The practical reality is digital capture can exceed 21 stops and you don’t need particularly fancy equipment to do it. Two decent cellphone grade sensors (~12-14 stops) would be enough if you don’t want to do single sensor blends and would work well for real-time video applications.
They can also "see" much further than the average human can [1].
The only way I could imagine that we are superior to phone cameras is stabilisation, something that could be resolved with vertical integration that informs the sensors and image processing units about forces being applied to the vehicle (though this is coming from somebody outside the field so take it with many grains of salt).
The biggest difference between human vision and cameras is the fovea. Half of our optic nerves are concentrated in the visual area the size of our thumbnail with an outstretched arm. To replicate human vision you have to have a high resolution camera, downsample the image and then grant the AI access to high resolution imagery when requested.

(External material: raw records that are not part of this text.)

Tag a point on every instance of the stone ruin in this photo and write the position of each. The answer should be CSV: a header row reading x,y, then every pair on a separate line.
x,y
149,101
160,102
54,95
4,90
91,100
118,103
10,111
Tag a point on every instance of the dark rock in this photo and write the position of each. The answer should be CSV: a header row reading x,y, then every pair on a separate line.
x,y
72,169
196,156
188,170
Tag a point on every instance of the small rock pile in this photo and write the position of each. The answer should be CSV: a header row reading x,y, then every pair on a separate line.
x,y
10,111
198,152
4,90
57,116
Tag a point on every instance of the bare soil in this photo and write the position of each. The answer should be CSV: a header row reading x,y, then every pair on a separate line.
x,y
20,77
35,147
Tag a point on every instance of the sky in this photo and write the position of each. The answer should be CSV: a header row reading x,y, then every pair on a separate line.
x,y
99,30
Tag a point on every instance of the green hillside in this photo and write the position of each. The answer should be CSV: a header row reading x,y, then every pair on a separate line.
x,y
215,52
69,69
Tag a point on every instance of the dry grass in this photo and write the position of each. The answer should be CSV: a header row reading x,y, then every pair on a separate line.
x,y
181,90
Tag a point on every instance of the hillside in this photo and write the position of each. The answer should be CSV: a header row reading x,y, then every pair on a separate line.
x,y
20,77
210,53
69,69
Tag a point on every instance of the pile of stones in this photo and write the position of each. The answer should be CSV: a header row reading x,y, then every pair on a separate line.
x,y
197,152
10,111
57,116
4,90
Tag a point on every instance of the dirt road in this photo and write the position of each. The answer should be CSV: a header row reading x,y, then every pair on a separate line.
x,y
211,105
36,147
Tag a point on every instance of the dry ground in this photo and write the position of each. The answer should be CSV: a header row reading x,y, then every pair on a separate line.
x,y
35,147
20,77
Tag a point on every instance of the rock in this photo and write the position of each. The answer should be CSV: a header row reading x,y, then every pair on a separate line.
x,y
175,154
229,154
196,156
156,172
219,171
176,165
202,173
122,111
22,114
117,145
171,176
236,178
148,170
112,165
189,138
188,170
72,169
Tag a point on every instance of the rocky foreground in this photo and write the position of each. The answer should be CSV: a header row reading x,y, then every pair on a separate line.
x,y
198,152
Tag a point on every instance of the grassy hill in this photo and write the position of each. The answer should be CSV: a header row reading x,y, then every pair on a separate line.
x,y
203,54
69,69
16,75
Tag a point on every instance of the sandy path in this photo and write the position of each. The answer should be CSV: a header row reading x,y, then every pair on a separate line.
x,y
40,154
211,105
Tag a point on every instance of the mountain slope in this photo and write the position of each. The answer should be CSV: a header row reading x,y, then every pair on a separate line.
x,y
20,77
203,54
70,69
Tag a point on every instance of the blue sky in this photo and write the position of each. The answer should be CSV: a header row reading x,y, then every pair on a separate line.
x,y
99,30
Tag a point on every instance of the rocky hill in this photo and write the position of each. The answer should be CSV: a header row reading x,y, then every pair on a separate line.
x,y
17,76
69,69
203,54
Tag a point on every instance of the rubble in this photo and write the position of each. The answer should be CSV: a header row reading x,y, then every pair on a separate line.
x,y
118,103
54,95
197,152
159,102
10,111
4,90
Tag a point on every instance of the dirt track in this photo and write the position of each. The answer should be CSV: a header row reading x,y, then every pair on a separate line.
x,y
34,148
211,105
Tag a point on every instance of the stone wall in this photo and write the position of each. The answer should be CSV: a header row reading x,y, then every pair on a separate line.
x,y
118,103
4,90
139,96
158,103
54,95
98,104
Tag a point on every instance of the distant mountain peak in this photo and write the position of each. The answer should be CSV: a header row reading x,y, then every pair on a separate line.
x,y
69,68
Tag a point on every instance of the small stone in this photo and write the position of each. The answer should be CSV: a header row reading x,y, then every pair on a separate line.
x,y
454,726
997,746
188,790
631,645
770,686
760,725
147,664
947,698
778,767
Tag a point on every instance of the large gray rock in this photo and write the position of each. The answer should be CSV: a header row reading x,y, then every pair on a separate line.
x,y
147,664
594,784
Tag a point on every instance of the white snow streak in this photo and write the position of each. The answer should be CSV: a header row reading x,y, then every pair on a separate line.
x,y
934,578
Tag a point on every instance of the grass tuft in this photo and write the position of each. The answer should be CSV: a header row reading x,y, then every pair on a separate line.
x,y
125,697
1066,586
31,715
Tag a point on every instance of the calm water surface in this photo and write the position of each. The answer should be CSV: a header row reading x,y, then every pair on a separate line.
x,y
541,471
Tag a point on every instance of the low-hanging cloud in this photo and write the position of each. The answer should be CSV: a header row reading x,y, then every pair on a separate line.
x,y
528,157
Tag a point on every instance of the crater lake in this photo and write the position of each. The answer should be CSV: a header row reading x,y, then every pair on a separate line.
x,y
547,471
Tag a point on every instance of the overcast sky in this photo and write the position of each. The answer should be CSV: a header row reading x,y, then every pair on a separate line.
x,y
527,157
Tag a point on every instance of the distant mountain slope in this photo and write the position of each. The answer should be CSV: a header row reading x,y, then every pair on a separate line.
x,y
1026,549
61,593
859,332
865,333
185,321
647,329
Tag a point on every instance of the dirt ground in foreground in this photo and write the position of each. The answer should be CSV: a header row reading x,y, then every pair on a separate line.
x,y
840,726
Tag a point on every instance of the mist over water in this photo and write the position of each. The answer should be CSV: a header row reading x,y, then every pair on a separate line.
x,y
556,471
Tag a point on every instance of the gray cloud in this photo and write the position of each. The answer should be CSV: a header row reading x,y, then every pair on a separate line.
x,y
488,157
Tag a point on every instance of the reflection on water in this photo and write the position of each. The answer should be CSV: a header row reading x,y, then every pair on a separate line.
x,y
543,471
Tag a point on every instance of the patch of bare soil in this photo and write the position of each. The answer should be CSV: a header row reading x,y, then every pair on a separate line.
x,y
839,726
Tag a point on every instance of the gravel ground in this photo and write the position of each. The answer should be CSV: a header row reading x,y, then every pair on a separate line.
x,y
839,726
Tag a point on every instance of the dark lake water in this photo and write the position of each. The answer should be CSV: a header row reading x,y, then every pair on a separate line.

The claim was impossibility with the sensor suite. It may well be impractical. In the long run, there's no better way to be wrong than claiming impossibility.
In which case he’s even more wrong. Humans use a whole mess of different senses while driving, including hearing, the inertial sensitivity in the inner ear, touch to feel vibrations and from the car and the wheels on the road. Plus we have a huge amount of contextual information about the meaning of what we are seeing from life experience outside driving, which no Tesla that currently exists can ever have.
It’s a clever bit of snark, but absurdly wide of the mark. If that’s actuary what the Tesla engineers think, no wonder they’re failing by their own criteria so completely.
The claim isn't that humans can drive as well using the Tesla cameras as they can in person, just that they can. That seems obviously true.
The (not explicitly made) sub-claim is that an AI can make up for the lack of audio, etc. by being smarter than a human and faster than a human, better able to multi-task than a human, and completely non-distractible. That's debatable, but not impossible.
...And furthermore, the neural nets and cameras Tesla uses are vastly inferior to our brains. Just because you can argue that a neural network of some kind uses the same basic structures as our brains doesn't mean that it can come within a light-year of what our brains can actually do.
Edit: I'd love to know why I'm being downvoted. Tesla cars guess depth with a neural net. Humans have the hardware for getting this data directly. Unless you either have lidar, radar, or dedicated stereoscopic cameras, you don't have real/accurate depth data. And depth data like that stops your car from plowing into white trucks.
This is true. But most of the things perceived while driving are outside of the stereoscopic depth perception ability of humans. IIRC that stops around 20 meters or so.
Unless I've been driving very differently from you, most of the things that I care about the precise distance of are well within 20 meters.
And moreover, it's lucky at best if my Model 3 acknowledges a car 20m away on the preview. It struggles with cars a few feet from me on the diagonal at stoplights.